When the workplace environment is healthy, then opportunities flow to those of ability regardless of gender, race or creed.
It is sad to say that in some textile industries, women have be restricted to only sewing operation jobs and as such the odious term of ‘juki girl’ has arisen. This term has the unpleasant meaning that the ‘juki girl’ is fair game for harassment by male supervisors and male co-workers, and as such reflects the sickness of that company’s culture.
Some may even try to argue that the region’s culture needs to be taken into account as it may be a very patriarchal environment. Such arguments only reveal an ingrained disrespect for women.
However it is term and attitude that ethical manufacturing companies outlaw with zero tolerance for obvious reasons.
To overcome this slide into male dominated hierarchies, ethical manufacturers train and promote men and women equally, allowing the most capable to rise to the top.
A quick look within our knitting department will show the significant presence of women technicians operating and repairing the computerised knitting plant. There are no quotas to drive this situation in Elegant, it just makes good business sense.

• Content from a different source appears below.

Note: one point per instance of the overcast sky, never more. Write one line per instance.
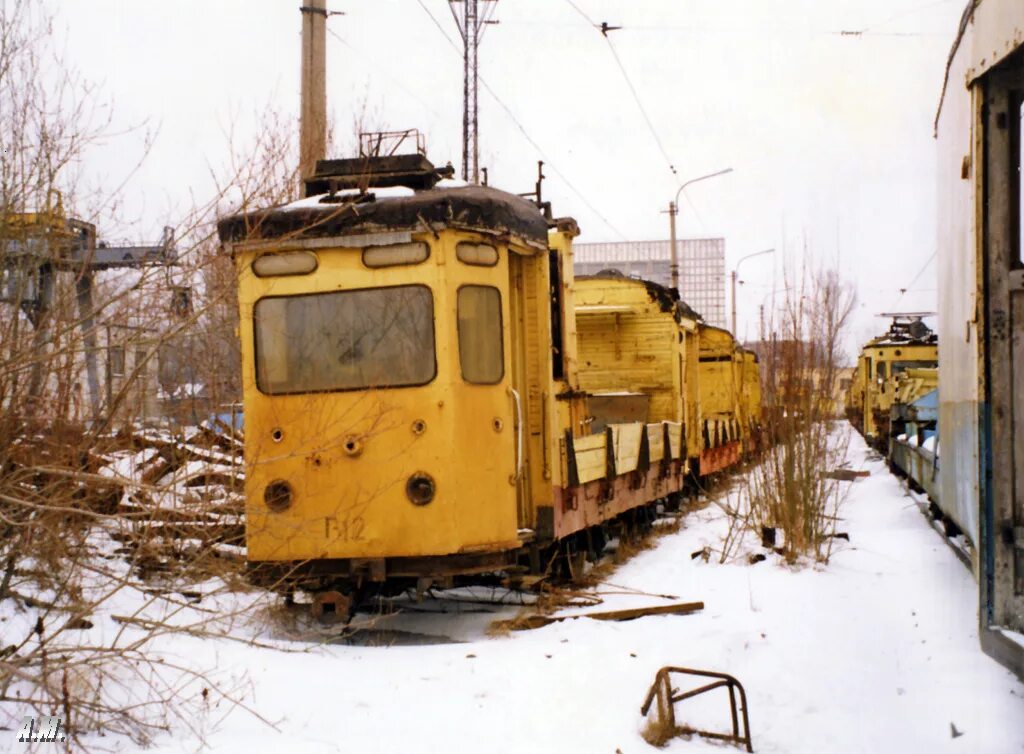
(829, 135)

In a generally male dominated industry, the promotion of women into technical roles means we have an expanded pool of clever and capable candidates to work with. With the increase in technology in all aspects of manufacturing, brain power is the key. No longer is strength and muscle required to operate computer driven production facilities. So antiquated attitudes to women’s roles are a thing of the past if a company wants to thrive in the 21st century.
Therefore Diversity should not be something a company is compelled to do, it should be something it wants to do, not only because it is the right thing, but because it is plain commonsense.